Últimamente he notado que a pesar de todo lo que lo amo,
nuestra relación es unilateral.
Pienso en él en todo momento,
procuro que esté limpio y lo cuido todo lo que puedo;
pero nunca es suficiente
porque él decide no asearse
y dejarse ver entre la mugre y la miseria.
Trato de crear un círculo de amistades que aporten a su vida,
de progresistas, liberales, hombres con conciencia cívica
y alto sentido de lo moral;
de los del pueblo, de los que no tienen dinero
pero si un espíritu rico.
El se codea con narcotraficantes,
con políticos vendidos y ladrones.
Cuenta entre sus mejores amigos con uno que otro policía,
de esos que organizan atracos a bancas de apuesta;
y un senador que pone el nepotismo por encima de la necesidad.
Intento invertir mis ganancias en un futuro con él,
proyectos que nos ayuden a crecer, a alimentarnos,
a asegurarnos una vejez compartida.
Pero él se lo lleva todo con falsas promesas.
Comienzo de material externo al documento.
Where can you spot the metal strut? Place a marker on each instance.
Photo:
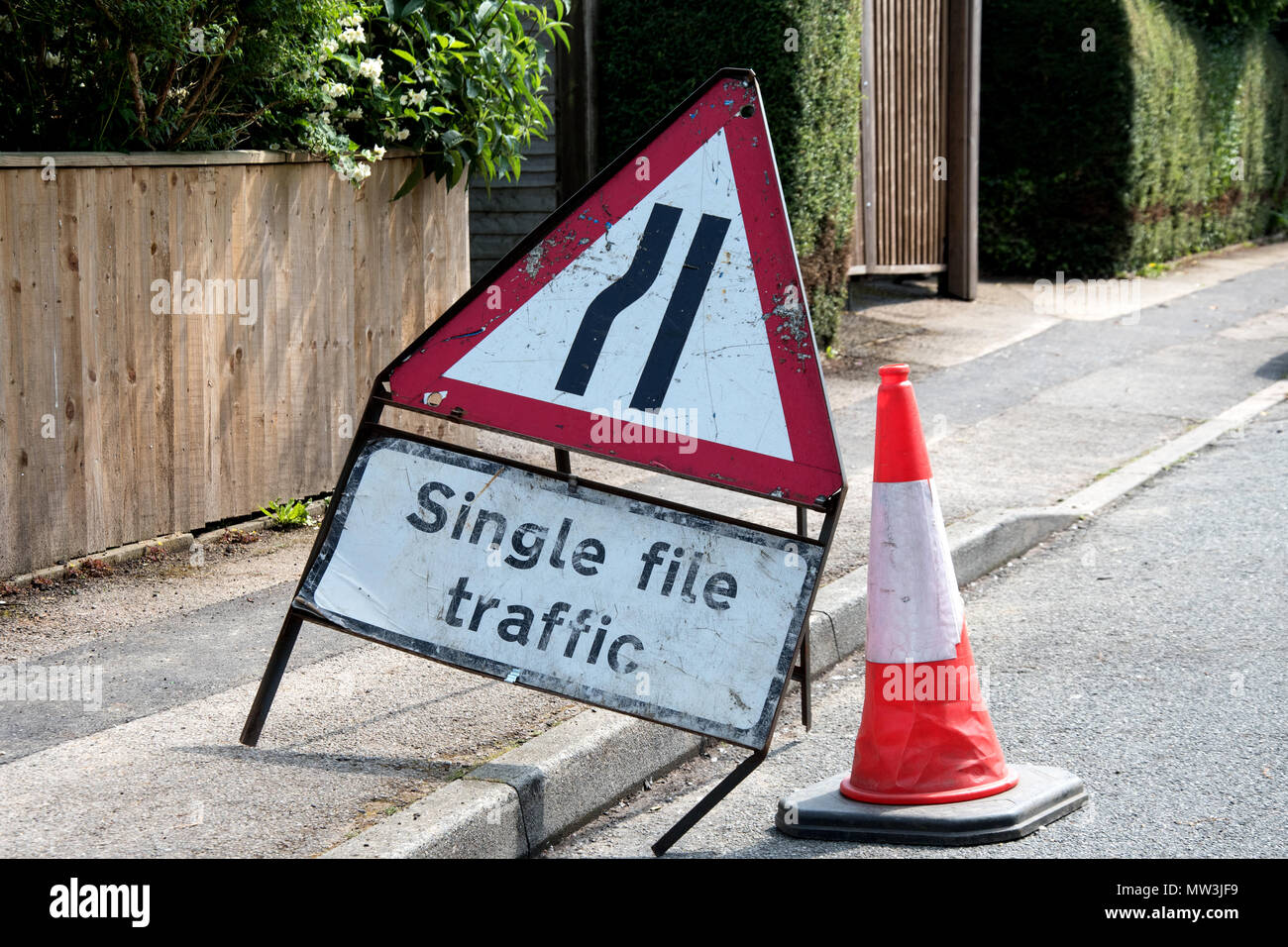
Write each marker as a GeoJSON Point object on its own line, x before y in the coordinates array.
{"type": "Point", "coordinates": [708, 801]}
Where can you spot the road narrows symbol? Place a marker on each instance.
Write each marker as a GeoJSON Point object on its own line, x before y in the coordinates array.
{"type": "Point", "coordinates": [681, 311]}
{"type": "Point", "coordinates": [616, 296]}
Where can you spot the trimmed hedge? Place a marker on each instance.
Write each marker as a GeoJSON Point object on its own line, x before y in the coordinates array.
{"type": "Point", "coordinates": [653, 53]}
{"type": "Point", "coordinates": [1099, 162]}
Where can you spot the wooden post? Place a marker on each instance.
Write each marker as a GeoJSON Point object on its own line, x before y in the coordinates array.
{"type": "Point", "coordinates": [962, 256]}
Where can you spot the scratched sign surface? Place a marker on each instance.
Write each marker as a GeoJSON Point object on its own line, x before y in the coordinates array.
{"type": "Point", "coordinates": [600, 596]}
{"type": "Point", "coordinates": [661, 321]}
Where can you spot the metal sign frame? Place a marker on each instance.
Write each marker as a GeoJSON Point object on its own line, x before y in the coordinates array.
{"type": "Point", "coordinates": [370, 425]}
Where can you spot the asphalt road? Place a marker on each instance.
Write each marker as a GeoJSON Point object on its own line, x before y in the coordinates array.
{"type": "Point", "coordinates": [1144, 650]}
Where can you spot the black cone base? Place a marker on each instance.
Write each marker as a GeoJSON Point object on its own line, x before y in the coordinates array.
{"type": "Point", "coordinates": [1042, 795]}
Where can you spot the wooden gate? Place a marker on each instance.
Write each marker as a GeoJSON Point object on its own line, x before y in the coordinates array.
{"type": "Point", "coordinates": [917, 162]}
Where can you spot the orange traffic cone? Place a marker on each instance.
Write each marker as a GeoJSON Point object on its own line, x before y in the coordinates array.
{"type": "Point", "coordinates": [927, 767]}
{"type": "Point", "coordinates": [925, 735]}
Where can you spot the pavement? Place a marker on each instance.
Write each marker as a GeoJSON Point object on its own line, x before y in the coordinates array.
{"type": "Point", "coordinates": [1144, 651]}
{"type": "Point", "coordinates": [1022, 408]}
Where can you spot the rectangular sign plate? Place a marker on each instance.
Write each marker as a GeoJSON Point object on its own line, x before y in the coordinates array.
{"type": "Point", "coordinates": [585, 591]}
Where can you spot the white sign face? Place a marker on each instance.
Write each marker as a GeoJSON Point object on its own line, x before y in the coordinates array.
{"type": "Point", "coordinates": [605, 598]}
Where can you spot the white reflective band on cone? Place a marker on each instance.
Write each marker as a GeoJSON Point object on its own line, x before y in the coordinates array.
{"type": "Point", "coordinates": [914, 611]}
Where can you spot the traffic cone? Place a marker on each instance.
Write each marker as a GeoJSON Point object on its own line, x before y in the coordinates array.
{"type": "Point", "coordinates": [927, 766]}
{"type": "Point", "coordinates": [925, 735]}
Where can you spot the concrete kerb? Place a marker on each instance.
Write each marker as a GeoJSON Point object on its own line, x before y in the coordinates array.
{"type": "Point", "coordinates": [557, 783]}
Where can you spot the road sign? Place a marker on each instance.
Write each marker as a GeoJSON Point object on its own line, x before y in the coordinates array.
{"type": "Point", "coordinates": [657, 318]}
{"type": "Point", "coordinates": [539, 579]}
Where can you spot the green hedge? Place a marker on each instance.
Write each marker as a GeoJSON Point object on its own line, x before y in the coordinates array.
{"type": "Point", "coordinates": [653, 53]}
{"type": "Point", "coordinates": [1102, 161]}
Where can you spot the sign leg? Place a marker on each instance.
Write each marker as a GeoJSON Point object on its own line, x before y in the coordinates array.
{"type": "Point", "coordinates": [708, 801]}
{"type": "Point", "coordinates": [271, 678]}
{"type": "Point", "coordinates": [802, 673]}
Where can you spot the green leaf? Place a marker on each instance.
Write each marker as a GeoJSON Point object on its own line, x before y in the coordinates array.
{"type": "Point", "coordinates": [413, 178]}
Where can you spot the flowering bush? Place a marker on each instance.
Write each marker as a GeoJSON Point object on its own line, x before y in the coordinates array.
{"type": "Point", "coordinates": [150, 75]}
{"type": "Point", "coordinates": [456, 81]}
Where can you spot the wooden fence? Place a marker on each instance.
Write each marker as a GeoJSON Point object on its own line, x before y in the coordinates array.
{"type": "Point", "coordinates": [184, 338]}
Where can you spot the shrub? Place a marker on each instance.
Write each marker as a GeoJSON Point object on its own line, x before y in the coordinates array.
{"type": "Point", "coordinates": [653, 53]}
{"type": "Point", "coordinates": [1163, 141]}
{"type": "Point", "coordinates": [459, 81]}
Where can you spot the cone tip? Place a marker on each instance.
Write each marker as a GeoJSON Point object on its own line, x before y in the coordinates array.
{"type": "Point", "coordinates": [893, 373]}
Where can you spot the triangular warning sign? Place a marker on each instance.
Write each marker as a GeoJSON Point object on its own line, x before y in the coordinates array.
{"type": "Point", "coordinates": [656, 318]}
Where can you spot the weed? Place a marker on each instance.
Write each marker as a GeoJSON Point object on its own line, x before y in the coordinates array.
{"type": "Point", "coordinates": [286, 514]}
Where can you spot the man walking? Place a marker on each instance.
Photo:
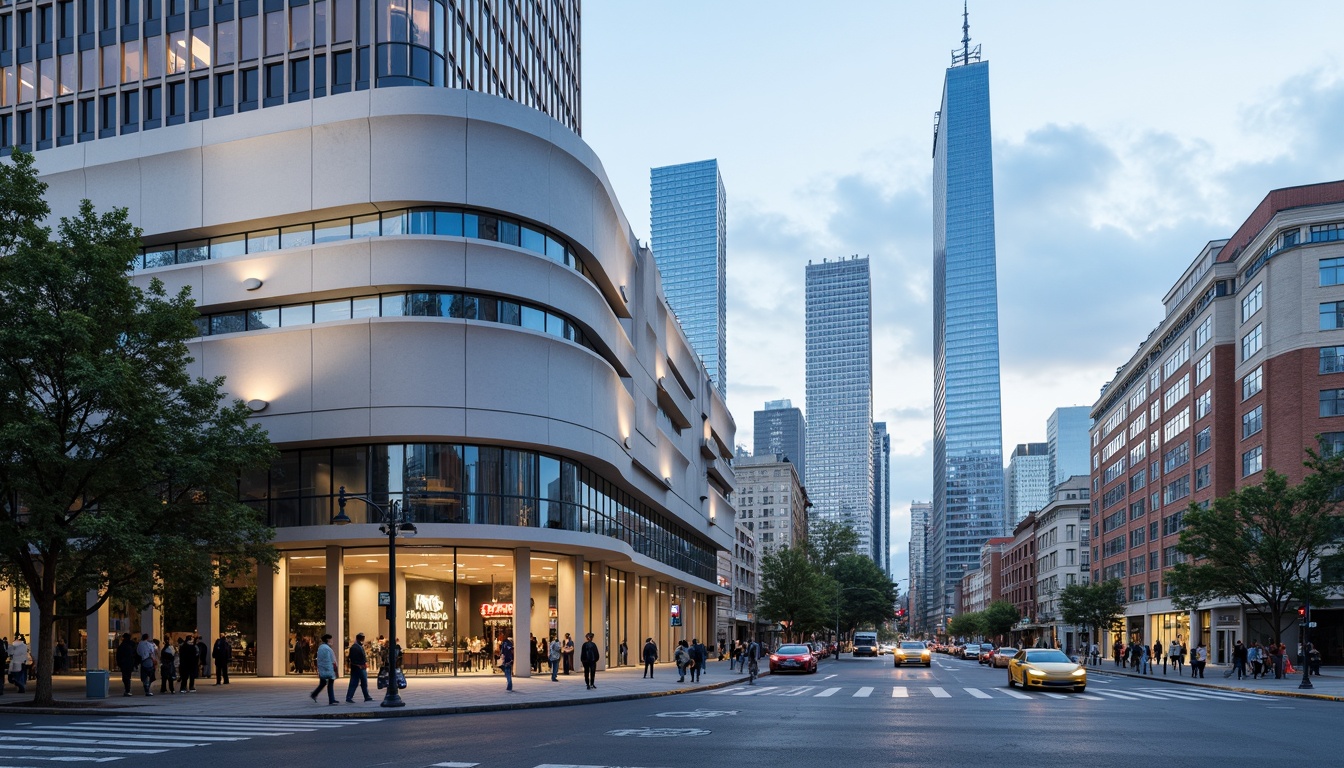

A veces pienso que para él sólo importo a la hora de sacarme los cuartos.
Me golpea, me humilla, me miente, me toma por idiota.
Y yo aún aquí, pretendiendo que es algo temporal,
que ya pronto pasará todo.
Conformándome con migas, mientras que con otras
se desayuna en Marocha y cena en Davy Crockett.
Debería dejarlo, debería marcharme a otro país,
mientras él y sus tres cordilleras, su catedral primada,
sus trío de padres de la patria, sus dos vírgenes,
sus medallas de oro, sus ciguas palmeras y su pueblo
se hunden en un abismo de corrupción saturada de esperanza.